La impotencia que sentía a la hora de enfrentarme al intangible fantasma en que se había convertido la Bestia Perfecta se asemejaba, en cierto modo, a la que experimentara años atrás a la hora de enfrentarme a aquella otra bestia de igual modo feroz, implacable, intransigente e insensible: la inamovible burocracia institucional.
Los viejos e impasibles funcionarios del ministerio, muchos de los cuales se me antojaban capaces de llevarse cada día la poltrona a casa con el fin de impedir que se la arrebataran, habían acabado por conformar con el paso de unos años que parecían no haber pasado para ellos, tal maraña de hojarasca de papel que ni el más tupido bosque amazónico podría soñar con hacerle la competencia.
Cada despacho se había convertido en una pequeña fortaleza que detentaba una minúscula parcela de poder que defendía con uñas y dientes, y para conseguirlo sus ocupantes se apoyaban en el despacho vecino o el de cuatro puertas mas allá, conformando entre todos una especie de enmarañado «reino de taifas» o hidra de cien cabezas que ni el más valeroso ministro se atrevía a intentar decapitar convencido de que perecería en el intento.
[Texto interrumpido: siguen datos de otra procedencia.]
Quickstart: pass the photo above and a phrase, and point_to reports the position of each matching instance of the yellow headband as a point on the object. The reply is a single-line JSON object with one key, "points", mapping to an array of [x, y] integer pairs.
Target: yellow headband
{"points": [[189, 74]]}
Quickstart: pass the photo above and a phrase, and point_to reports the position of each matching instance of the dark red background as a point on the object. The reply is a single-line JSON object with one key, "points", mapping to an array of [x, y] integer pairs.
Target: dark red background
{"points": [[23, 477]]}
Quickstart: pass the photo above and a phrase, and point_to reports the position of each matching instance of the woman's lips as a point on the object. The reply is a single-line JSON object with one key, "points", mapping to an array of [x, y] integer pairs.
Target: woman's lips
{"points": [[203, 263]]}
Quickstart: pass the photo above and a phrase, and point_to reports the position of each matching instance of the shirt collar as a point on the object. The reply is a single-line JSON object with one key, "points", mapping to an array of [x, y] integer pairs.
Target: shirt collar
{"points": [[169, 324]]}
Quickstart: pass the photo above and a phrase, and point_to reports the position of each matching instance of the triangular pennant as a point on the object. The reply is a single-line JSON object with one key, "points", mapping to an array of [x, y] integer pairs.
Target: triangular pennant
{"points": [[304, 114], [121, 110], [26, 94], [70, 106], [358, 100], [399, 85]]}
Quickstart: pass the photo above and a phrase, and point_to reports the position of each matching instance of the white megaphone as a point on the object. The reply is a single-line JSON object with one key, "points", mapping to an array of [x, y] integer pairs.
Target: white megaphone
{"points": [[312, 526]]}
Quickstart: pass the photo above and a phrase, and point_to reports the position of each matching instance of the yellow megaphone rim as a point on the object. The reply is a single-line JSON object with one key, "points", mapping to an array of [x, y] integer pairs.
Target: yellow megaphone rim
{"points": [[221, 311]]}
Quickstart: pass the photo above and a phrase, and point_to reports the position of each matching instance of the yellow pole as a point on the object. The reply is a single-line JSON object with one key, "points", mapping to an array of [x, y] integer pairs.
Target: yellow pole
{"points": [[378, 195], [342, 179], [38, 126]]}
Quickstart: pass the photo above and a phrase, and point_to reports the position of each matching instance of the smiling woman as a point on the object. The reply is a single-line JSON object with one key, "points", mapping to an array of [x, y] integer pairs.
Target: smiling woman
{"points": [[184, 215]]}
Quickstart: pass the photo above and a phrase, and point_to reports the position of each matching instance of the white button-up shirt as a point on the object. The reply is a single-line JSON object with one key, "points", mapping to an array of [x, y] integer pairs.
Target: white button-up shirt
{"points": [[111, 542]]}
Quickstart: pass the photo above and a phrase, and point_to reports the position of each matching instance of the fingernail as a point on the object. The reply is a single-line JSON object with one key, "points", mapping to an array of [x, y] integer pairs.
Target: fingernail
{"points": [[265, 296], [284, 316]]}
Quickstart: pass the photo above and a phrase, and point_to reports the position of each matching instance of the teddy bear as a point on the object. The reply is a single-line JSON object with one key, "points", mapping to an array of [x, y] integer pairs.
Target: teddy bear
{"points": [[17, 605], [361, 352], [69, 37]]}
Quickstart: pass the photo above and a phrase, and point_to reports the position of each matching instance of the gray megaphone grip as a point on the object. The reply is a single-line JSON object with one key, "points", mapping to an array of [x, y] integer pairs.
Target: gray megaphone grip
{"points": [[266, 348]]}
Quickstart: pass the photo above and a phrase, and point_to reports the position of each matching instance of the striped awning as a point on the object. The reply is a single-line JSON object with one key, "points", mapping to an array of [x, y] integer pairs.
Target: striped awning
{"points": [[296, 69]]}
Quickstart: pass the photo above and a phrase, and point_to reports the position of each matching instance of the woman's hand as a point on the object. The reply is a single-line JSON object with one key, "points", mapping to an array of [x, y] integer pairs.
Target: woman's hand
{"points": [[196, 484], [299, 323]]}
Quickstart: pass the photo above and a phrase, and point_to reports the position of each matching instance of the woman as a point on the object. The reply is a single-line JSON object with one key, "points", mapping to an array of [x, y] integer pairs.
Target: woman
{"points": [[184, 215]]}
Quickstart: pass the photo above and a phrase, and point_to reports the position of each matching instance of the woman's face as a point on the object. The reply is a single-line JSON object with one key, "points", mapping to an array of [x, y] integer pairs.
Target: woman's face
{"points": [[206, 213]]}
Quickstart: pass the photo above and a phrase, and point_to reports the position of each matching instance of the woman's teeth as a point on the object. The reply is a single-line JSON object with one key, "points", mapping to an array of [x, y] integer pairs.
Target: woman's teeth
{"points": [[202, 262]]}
De hecho, todos ellos habían acabado por perecer, visto que está sobradamente comprobado que en este mundo tan solo existen tres cosas que puedan considerase auténticamente inmortales: Dios, la corrupción y la burocracia.
Tal como aseguraba el dicho: «Si le concede poder a un mediocre, el mediocre no se convierte en poderoso; es el poder el que se vuelve mediocre.»
No es que me considere un hombre brillante; por el contrario, siempre me he considerado más bien gris y anodino, pero tras haber pasado más de media vida en aquel mundo de mediocres me horrorizaba la idea de regresar a él.
Tenía plena conciencia de que acabaría contagiándome.